Keterangan : Angka yang diikuti oleh huruf yang sama dalam kolom yang sama berarti berbeda tidak nyata pada taraf uji 5 %.

Lahan yang dibudidayakan secara organik lebih berlempung dibanding lahan yang dibudidayakan secara konvensional, dan terjadi peningkatan komposisi fraksi debu dan permeabilitas tanah dengan semakin dalamnya jeluk tanah.Komposisi fraksi lempung pada musim tanam penghujan lebih tinggi dibanding pada musim kemarau. Berdasarkan kelas tekstur tanah, maka tanah pada daerah penelitian digolongkan tanah berlempung.

Daya permeabilitas tanah pada semua lahan penelitian adalah berkisar 0,51 – 1,46 cm/det. Menurut Soepraptoharjo (1983), permeabilitas tanah 0,5- 2,0 cm/det, dikategorikan pada kelas permeabilitas tanah agak lambat. Petani padi pada lokasi penelitian pada umumnya mengelola tanahnya dengan pelumpuran dua kali. Intensitas pelumpuran berpengaruh terhadap permeabilitas tanah, hal ini disebabkan oleh menurunnya ruang pori total, sehingga permeabilitas tanah pada lapisan atas menjadi lebih lambat dibanding permeabilitas tanah pada lapisan tanah yang lebih dalam.

B. Perbaikan Terhadap Sifat Kimia Tanah

Hasil sidik ragam menunjukkan tidak terjadi interaksi tiga faktor antara musim, cara budidaya dan jeluk tanah terhadap semua komponen sifat kimia tanah, terjadi interaksi dua faktor antara variabel musim dan jeluk tanah pada kadar K tanah. Musim tanam, jeluk tanah dan cara budidaya, berpengaruh nyata terhadap sifat kimia tanah.

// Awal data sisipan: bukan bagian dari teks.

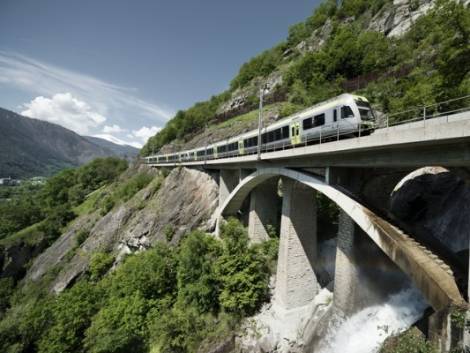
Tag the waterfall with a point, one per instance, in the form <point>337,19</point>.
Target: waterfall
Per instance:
<point>365,331</point>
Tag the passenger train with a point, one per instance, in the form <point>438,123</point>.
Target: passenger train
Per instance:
<point>342,116</point>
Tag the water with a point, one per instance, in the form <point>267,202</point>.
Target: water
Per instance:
<point>365,331</point>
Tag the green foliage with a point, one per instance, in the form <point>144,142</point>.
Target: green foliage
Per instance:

Tabel 2.Hasil analisis beberapa sifat kimia tanah Perlakuan pH KTK (me/100 g) Kandungan C-org (%) Kadar N total (%) Kadar P- Bray I (ppm) Kadar K- dd (me/100gr) Kemarau (Mt1) 5,95 a 21,22b 1,05 b 0,118a 5,63 0,83 Penghujan (Mt2) 6,21 b 15,51a 0,57 a 0,135b 5,80 0,57 Jeluk tanah 0- 20cm (J1) 6,20 b 18,65 0,88 0,133 6,26 0,65 Jeluk tanah 20- 40cm (J2) 5,96 a 18,07 0,74 0,120 5,16 0,74 Organik (S1) 5,98 18,98 0,90 0,128 5,46 0,64 a Konvensional (S2) 6,18 17,75 0,72 0,125 5,96 0,76 b BNJ0,05 0,23 - 0,36 0,015 - 0,09 Mt1J1 6,14 22,03 1,12 0,126 5,52 0,83 b Mt1J2 5,76 20,40 0,98 0,109 5,73 0,83 b Mt2J1 6,25 15,28 0,65 0,139 7,01 0,48 a Mt2J2 6,16 15,74 0,50 0,130 4,59 0,66 b

Keterangan : Angka yang diikuti oleh huruf yang sama dalam kolom yang sama berarti berbeda tidak nyata pada taraf uji 5 %.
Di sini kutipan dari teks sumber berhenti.